# Samplers in music



## Guest (Aug 21, 2015)

I think I may have taken a wrong turn here....
Or maybe I need a reboot on my satnav....

Music using samplers....

I'm struggling...


Please assist.....


----------



## Weston (Jul 11, 2008)

What is wrong with samplers? Why are you struggling?


----------



## SixFootScowl (Oct 17, 2011)

Samplers are a great idea but unless they contain entire works, are limited in usefulness. They break up great works into bits and then you are supposed to enjoy listening to the fragments? They tend to be purchased, given away, and then sit on a shelf or in a bin gathering dust.


----------



## GreenMamba (Oct 14, 2012)

I thought he meant electronic samplers. Those synth devices. I wouldn't necessarily have a problem with them in Classical. All depends on the result.

But we'll never know what the OP meant. Future academics will debate it for centuries.


----------



## Guest (Aug 22, 2015)

To clarify (!) my post was as a result of listening again to the eRikm/Ferrari/Lehn piece Les Protorhythmiques. I struggle to get any personal psychological coherence from it.


----------



## GioCar (Oct 30, 2013)

One of the works I discovered recently and liked immediately is Goebbels' Suite for Sampler and Orchestra. 

If not done yet, I'd strongly recommend to give it a try.


----------



## Guest (Aug 22, 2015)

Ah....Surrogate Cities? Yes, I've listened to some of that before. Quite enjoyed it too.


----------



## Guest (Aug 23, 2015)

I'd like to know more about what exactly you are struggling with.

Composers have been using prerecorded sounds in compositions for quite a long while. Records at first, of course, but then the perfection of tape recording meant you could record your own sounds to use in your composition. And there are cassettes and CDs, too. Samplers are just more efficient. Easier to work with. Easier than laptops, too, though there are ways of making your laptop behave like a sampler. Laptops are probably the most versatile musical instruments ever.

But philosophically (and hence musically), there's no profound difference between using a couple of turntables to make music and using a sampler to make music. And many people use both.


----------



## Guest (Aug 23, 2015)

Well...

Maybe I just need to listen to more...and repeatedly...and I shall...

But I think what I mean is the samples sort of stick out like sore thumbs from the rest of the music; it doesn't seem integrated with it. It sounds like adjuncts to the music going on...


----------



## Guest (Aug 23, 2015)

By way of a probably rubbishy comparison, the sampling in Portishead's music seems (in my head!) to be integrated, to be a part of the overall sound creation.


----------



## Guest (Aug 24, 2015)

Ah, OK. That's understandable. I guess I don't hear things as "samples" and "rest of the music," so the sticking out business has never been an issue for me.

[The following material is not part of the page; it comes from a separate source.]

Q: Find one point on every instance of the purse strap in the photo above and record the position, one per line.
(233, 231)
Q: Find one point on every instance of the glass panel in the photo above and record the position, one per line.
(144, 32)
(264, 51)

That might be because I had been listening to electroacoustic music and then turntable music for many years before I ever heard anyone doing music with samplers, which, to my ears, was just more of the same. 

Or "the same." Obviously, there are differences. Any machine* will imprint it's particular personality onto the music. The human just has to be stronger, that's all!!

*meaning whatever you're using to make sounds. A trumpet is a machine. A CD player is a machine. A piano is a machine. And so on....


----------



## Guest (Aug 24, 2015)

some guy said:


> Ah, OK. That's understandable. I guess I don't hear things as "samples" and "rest of the music," so the sticking out business has never been an issue for me.
> 
> That might be because I had been listening to electroacoustic music and then turntable music for many years before I ever heard anyone doing music with samplers, which, to my ears, was just more of the same.
> 
> ...


Thanks. Yes, this is my suspician: that I need more exposure for the melding into one musical experience.


----------